Bobby Kerr’s escape for Alcatraz

"This is dark tourism at its best"

Alcatraz Island is a must see site and experience. I was lucky enough to visit it last week as part of the EY Entrepreneur of the Year Retreat. 

The first thing that hits you about it is how close it is to the mainland (just 1.25 miles from the shore). It stands as a constant reminder to San Francisco of its dark penal past.

The prison is located on a 12 acre site. As I stepped off the boat onto the island my first impression was that this is a damp, dark and dreary place with the fog rolling in fast from the Pacific.

The former prison and now tourist attraction is run by the National Park Services, our guide for our tour was (the Irish-sounding) Jim Cantwell who immediately hit us with some stark facts.

It was built as a citadel in the 1860’s and then operated as a military prison from 1910 till 1933 and then it became a prison for 29 years from 1934 to 1963. It was a maximum high security prison which housed over 1,500 prisoners during its 29 year operating life.

Some of its famous inmates Al Capone, Robert Franklyn Stroud (The Legendary Birdman) George Machine Gun Kelly and Alvin 'Creepy' Karpis. Interestingly Karpis taught Charles Manson how to play the guitar on the island.

A total of 36 prisoners made 14 escape attempts; the most notable of which was a the violent escape attempt of 1946 known as the Battle of Alcatraz. No one ever successfully escaped the rock but five bodies remain unaccounted for to this day.

There was one officer for every three prisoners on the island. In 1963 Bobby Kennedy closed the prison as it was costing too much to run.

In 1969 the island was occupied for 18 months by Native Americans in protest about its ownership, which they claimed was their territory. Some graffiti from that time still remains in plain sight.

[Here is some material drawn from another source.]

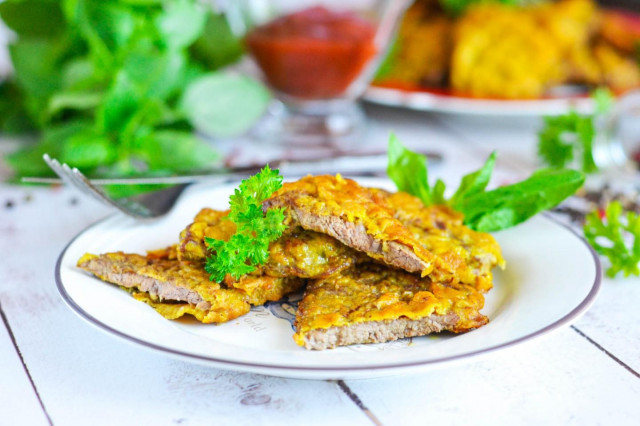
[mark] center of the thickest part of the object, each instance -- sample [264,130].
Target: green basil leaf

During the tour I was struck by how 'untouched' the prison remains. You could almost feel the spirit of the inmates in their incarceration. In the TV room which doubled as chapel the chairs stood eerily in a row and you could imagine prisoners staring longingly at Marilyn Monroe and Doris Day in the blockbusters of the time. 

The machinery for the opening and closing of 12 cell doors at a time remains operational and the resulting ‘slam’  still conjures up fear and intimidation.

I was quite surprised at the confined space of the cells which were the size of a pool table. Prisoners were confined in these tiny cells for a staggering 23 hours each day.

During the tour we were brought to the solitary confinement cells in the basement where prisoners remained in total darkness for up to 19 days at a time.

It’s fascinating and perhaps ironic that an institution that was closed due to financial constraints is now the biggest tourist attraction in California with 1.5 million people visiting a year.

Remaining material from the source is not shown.